I started to say something else, but she turned away, returning to her work, closing off any further discussion.

For the next hour we worked silently. Then suddenly she demanded, “Would you have run it?”

So much time had passed that I didn’t know what she was referring to. “Run what?”

“That note June gave you. Would you have put it in the
Wildcat
?”

I turned to face her. “I don’t know. I might have.” I shrugged. “But I hope that if I had run it, I would have been disappointed in myself later. That’s the worst thing you can do, right? To disappoint yourself.” I looked at her quietly for a moment, then added, “Or disappoint someone else. Someone you admire. That’s the worst thing, don’t you think?”
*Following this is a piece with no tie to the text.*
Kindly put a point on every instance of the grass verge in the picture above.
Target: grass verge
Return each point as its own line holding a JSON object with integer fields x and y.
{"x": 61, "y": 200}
Kelli shook her head. “No, the worst thing is for someone you love to disappoint
you
,” she said with a sudden, unexpected vehemence. “That’s what’s really bad.” Her eyes narrowed, and I could see an odd tumult in them, though it was also clear that the cause of it was not something Kelli wanted to reveal. She glanced away quickly, then turned back to me, her eyes calm again. “Anyway, I’m glad we gave June’s note back to Mary,” she said.

“Me, too,” I said.

We closed the office a few minutes later, then strolled out to the parking lot. Kelli did not have a car, and so on the days we worked late, I drove her home to Collier. It was dark when we reached her house, and outside the car I could hear the whistle of a chill fall wind.

“Better wrap up,” I said, nodding toward the checked scarf that now dangled loosely from Kelli’s throat.

She looked at me oddly, as if surprised by my care. “Yes, I will,” she murmured. Then she leaned forward, reached over and took my hand. “Thanks, Ben.”

It was a small gesture of affection, nothing more, and yet I can still recall the tingling sense of her flesh on mine, the way it seemed to linger on my skin long after she’d drawn away her hand. And I know that with every day that passed from that moment on, my longing for her steadily increased, along with the troubling sense of my own physical awkwardness and lack of experience, my “virginity” no longer merely a vaguely regrettable and
embarrassing fact in my mind, but a subtle accusation of unmanliness and inadequacy, the first seed of my self-loathing.